This post is mostly about visualisation. It is only going to include very cursory basketball info — basically, if you know what it is, you’re going to be fine.
I have been tinkering with basketball data analysis & visualisation recently, using matplotlib for plotting. It is powerful, but Plotly is my usual visualisation package of choice.
In my opinion, Plotly achieves the right balance of power and customisability, written in sensible, intuitive syntax with great documentation and development rate.
So I recently migrated my basketball visualisation scripts to Plotly, with great results. In this article, I would like to share some of that, including examples using both Plotly and Plotly Express.
I included the code for this in my GitLab repo here (basketball_plots directory), so please feel free to download it and play with it / improve upon it.
Before we get started
As this article is mainly about visualization, I will include my pre-processed data outputs in my repo for all 30 teams & league average.
I assume you’re familiar with python. Even if you’re relatively new, this tutorial shouldn’t be too tricky, though.
plotly. Install it (in your virtual environment) with a simple
pip install plotly.
Bubble charts in a blink — with Plotly Express
Professional basketball players in the NBA take shots from right at the rim, to past the three-point line, which is about 24 feet away from it. I wanted to understand how the distance affects accuracy of shots, and how often players shoot from each distance, and see if there is a pattern.
This is a relatively straightforward exercise, so let’s use Plotly Express. Plotly Express is a fairly new package, and is all about producing charts more quickly and efficiently, so you can focus on the data exploration. (You can read more about it here)
I have a database of all shot locations for an entire season (2018–2019 season) of shots, which is about 220,000 shots. The database includes locations of each shot, and whether it was successful (made) or not.

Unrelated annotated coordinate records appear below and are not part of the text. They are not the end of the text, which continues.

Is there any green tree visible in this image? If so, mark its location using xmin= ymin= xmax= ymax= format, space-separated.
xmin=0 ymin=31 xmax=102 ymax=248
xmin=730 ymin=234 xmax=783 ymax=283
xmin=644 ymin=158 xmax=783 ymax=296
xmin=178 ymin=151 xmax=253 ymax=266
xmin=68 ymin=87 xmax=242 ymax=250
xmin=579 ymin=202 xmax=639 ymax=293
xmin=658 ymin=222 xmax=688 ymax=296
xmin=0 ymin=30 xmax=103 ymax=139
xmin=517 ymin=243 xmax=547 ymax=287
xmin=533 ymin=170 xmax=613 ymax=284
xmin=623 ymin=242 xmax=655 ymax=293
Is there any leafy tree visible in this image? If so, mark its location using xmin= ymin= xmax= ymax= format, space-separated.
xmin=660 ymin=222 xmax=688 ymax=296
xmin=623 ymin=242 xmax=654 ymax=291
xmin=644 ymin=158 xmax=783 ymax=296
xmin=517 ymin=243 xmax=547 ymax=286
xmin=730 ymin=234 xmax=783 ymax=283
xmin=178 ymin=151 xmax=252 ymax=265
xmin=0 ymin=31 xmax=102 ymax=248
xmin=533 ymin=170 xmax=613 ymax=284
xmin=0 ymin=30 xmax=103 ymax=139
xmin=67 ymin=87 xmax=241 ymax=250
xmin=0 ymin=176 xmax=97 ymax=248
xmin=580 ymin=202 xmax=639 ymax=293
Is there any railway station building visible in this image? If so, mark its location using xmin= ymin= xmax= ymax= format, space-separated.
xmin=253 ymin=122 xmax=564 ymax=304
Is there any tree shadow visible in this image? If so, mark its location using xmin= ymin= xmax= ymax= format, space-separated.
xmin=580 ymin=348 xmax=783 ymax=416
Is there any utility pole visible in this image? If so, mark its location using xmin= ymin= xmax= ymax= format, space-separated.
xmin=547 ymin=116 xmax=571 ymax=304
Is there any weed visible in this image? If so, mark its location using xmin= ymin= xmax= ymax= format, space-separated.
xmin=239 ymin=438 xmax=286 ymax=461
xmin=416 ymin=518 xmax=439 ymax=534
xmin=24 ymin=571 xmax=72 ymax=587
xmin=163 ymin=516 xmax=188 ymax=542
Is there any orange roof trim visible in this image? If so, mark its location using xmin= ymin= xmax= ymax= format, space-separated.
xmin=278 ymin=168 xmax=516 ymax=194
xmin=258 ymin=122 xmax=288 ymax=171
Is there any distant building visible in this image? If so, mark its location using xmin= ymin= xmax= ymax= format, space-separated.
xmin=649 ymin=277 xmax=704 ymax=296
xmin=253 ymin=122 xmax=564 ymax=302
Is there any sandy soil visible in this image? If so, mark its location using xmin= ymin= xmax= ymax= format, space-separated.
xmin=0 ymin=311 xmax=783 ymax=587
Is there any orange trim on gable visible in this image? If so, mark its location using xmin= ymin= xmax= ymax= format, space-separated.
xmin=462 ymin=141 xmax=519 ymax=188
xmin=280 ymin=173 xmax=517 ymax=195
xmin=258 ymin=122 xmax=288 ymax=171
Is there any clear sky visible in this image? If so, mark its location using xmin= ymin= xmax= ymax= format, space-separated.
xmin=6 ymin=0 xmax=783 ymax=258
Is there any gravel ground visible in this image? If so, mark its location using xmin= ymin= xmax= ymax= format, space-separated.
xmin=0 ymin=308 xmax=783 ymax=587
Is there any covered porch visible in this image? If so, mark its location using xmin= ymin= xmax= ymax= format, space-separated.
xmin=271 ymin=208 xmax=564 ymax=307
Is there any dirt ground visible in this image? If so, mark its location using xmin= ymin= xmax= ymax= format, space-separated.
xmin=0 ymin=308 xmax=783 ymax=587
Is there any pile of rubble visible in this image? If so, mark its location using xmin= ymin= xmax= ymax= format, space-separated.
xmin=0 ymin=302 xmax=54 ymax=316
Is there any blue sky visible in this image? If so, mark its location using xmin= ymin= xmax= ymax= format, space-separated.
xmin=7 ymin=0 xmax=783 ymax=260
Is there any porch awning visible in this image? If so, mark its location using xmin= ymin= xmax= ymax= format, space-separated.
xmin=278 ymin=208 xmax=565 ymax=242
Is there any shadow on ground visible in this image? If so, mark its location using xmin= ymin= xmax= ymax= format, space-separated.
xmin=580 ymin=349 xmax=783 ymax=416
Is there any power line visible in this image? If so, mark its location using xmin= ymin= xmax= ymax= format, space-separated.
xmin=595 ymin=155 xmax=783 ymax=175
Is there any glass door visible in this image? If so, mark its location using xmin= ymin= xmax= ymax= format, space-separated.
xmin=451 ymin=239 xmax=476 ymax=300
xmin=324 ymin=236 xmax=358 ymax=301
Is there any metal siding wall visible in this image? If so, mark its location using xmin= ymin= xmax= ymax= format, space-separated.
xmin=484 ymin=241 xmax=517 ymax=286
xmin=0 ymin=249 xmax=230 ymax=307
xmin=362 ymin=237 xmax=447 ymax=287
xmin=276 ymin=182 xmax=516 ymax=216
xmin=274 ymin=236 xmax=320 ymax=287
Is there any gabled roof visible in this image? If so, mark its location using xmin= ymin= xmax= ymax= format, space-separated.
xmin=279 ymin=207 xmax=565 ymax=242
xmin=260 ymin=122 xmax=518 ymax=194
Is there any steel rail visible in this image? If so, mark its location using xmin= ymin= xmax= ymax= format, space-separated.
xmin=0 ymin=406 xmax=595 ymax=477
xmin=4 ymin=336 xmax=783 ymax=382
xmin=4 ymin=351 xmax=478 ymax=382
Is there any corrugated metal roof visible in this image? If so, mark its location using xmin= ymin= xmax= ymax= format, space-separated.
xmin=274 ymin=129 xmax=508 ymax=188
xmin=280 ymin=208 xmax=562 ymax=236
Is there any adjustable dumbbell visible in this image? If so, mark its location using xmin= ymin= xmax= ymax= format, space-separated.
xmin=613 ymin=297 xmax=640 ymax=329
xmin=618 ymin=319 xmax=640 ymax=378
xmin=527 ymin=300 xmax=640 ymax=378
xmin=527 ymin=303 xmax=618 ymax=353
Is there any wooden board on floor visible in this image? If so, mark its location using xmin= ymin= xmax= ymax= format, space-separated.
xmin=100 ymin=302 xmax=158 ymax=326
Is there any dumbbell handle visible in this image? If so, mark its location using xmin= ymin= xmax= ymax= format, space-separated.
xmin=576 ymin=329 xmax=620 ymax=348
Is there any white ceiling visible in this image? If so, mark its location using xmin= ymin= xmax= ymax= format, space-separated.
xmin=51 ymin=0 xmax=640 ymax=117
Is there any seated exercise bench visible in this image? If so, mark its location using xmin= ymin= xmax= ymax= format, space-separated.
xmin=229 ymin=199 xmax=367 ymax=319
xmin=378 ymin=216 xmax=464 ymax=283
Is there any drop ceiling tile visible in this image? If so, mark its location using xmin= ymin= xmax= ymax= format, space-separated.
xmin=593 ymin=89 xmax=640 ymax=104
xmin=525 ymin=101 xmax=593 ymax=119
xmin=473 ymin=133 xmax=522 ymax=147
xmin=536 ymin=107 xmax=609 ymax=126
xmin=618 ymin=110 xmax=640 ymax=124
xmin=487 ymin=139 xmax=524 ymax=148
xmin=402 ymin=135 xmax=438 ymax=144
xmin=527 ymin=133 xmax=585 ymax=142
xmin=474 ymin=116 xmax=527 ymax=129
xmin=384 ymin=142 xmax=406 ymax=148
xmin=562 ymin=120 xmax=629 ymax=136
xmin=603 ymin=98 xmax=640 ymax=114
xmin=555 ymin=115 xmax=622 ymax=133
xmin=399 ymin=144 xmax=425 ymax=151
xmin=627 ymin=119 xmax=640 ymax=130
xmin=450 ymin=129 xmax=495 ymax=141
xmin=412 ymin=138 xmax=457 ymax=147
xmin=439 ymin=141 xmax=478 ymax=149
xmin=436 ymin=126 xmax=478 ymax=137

Using this data, I produced a summary (
league_shots_by_dist.csv), which includes shots grouped by distance in 1-foot bins (up to 32 feet), and columns for
So let’s explore this data — simply load the data with:
import pandas as pd grouped_shots_df = pd.read_csv('srcdata/league_shots_by_dist.csv')
And then after importing the package, running just the two lines of code below will magically open an interactive scatter chart on your browser.
import plotly.express as px fig = px.scatter(grouped_shots_df, x="avg_dist", y="shots_accuracy") fig.show()
To see how often players shoot from each distance, let’s add the frequency data: simply pass
shots_counts value to the
‘size' parameter, and specify a maximum bubble size.
fig = px.scatter(grouped_shots_df, x="avg_dist", y="shots_accuracy", size="shots_counts", size_max=25) fig.show()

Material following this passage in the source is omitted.